Karl Puschmann of The New Zealand Herald gave Tinā a positive review, praising the performances of Anapela Polataivao as the protagonist Mareta and Antonia Robinson as troubled student Sophie. Puschmann compared the film to similar underdog genre films such as Taika Waititi's Next Goal Wins, Damon Fepulea'i's Red, White & Brass, Pitch Perfect and School of Rock. Puschmann also praised director-writer Miki Magasiva for balancing serious issues such as death, grief, suicide and terminal illness with moments of comic relief. He also liked Magasiva for focusing the film's story on the cultural clash between Mareta's Samoan background and the school's "snooty adults." Puschmann also praised the film's story progression.
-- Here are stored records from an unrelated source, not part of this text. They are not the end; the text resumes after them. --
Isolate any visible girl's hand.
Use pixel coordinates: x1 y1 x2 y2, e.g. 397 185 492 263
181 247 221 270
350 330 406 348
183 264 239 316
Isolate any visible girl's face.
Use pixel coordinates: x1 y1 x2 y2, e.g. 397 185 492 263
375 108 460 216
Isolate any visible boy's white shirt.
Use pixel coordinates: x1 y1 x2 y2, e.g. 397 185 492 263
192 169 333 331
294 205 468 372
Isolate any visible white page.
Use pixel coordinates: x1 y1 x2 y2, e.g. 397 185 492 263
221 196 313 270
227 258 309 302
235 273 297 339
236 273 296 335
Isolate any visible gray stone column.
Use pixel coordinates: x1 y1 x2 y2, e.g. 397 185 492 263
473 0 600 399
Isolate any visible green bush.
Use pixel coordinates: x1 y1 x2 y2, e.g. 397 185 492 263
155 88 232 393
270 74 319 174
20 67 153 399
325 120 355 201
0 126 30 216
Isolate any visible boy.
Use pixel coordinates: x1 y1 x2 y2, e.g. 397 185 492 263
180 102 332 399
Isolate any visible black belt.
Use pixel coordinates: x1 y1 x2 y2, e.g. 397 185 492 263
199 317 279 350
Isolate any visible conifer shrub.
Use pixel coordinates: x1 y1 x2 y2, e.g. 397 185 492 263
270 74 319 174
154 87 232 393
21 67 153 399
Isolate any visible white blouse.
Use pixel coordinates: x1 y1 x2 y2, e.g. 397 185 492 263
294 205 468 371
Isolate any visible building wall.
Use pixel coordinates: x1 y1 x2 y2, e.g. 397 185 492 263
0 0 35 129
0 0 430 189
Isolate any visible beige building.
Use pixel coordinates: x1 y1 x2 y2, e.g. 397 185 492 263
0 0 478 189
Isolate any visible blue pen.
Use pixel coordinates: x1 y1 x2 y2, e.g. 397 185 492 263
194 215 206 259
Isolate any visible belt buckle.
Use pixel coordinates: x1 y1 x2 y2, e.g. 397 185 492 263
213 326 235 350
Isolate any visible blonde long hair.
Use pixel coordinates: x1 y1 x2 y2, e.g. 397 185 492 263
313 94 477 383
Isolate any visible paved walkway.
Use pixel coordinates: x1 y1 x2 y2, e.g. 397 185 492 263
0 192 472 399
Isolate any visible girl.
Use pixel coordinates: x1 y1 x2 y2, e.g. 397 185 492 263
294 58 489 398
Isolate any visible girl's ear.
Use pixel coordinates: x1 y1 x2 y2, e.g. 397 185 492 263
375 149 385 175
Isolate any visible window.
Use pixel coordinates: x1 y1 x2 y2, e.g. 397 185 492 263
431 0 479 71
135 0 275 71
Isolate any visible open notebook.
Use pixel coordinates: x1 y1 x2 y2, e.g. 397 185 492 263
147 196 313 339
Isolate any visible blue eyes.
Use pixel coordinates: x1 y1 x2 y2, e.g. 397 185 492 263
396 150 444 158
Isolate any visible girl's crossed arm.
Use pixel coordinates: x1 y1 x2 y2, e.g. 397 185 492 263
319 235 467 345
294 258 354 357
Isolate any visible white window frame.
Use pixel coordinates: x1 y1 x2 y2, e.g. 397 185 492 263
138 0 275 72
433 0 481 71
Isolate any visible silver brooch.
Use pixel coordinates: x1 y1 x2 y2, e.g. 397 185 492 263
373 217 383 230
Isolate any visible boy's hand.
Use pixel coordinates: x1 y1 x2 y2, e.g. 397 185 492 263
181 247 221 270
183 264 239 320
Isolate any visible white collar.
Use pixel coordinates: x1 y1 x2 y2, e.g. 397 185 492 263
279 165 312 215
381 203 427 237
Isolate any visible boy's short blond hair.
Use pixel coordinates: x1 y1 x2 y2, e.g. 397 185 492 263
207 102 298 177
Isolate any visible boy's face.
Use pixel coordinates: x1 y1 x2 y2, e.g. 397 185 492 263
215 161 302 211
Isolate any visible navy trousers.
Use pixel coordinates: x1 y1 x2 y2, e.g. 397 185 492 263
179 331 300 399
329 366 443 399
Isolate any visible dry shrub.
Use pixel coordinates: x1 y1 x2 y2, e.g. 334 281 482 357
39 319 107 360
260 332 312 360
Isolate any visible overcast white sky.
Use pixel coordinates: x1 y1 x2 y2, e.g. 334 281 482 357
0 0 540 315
Simon Morris of Radio New Zealand gave Tinā a positive review, writing that the film was "full of comedy, tragedy, conflict, inspiration and it has to be said, some generous dollops of schmaltz." He also praised director-writer Magasiva and Polataivao's portrayal of Mareta. Morris also liked the plot of Mareta bonding with uptight, rich Pākehā children particularly teenager Sophie through music.

The Spinoff editor Madeleine Chapman praised the performances of Polataivao, Robinson, and Beulah Koale. While Chapman said that Robinson was "given plenty to work with" through her character Sophie, she wrote that the writers could have "afforded to give her character more edge without losing her humanity." Chapman also described the film as a critique of elite private schools in New Zealand, describing the principal in waiting and the board chair as "villainous caricatures." She wrote that Tinā was marketed as a "deeply Pacific film where race and culture is at the heart of its story" but described its execution as a "classic tearjerker aimed at a predominantly Palagi (European New Zealanders) audience."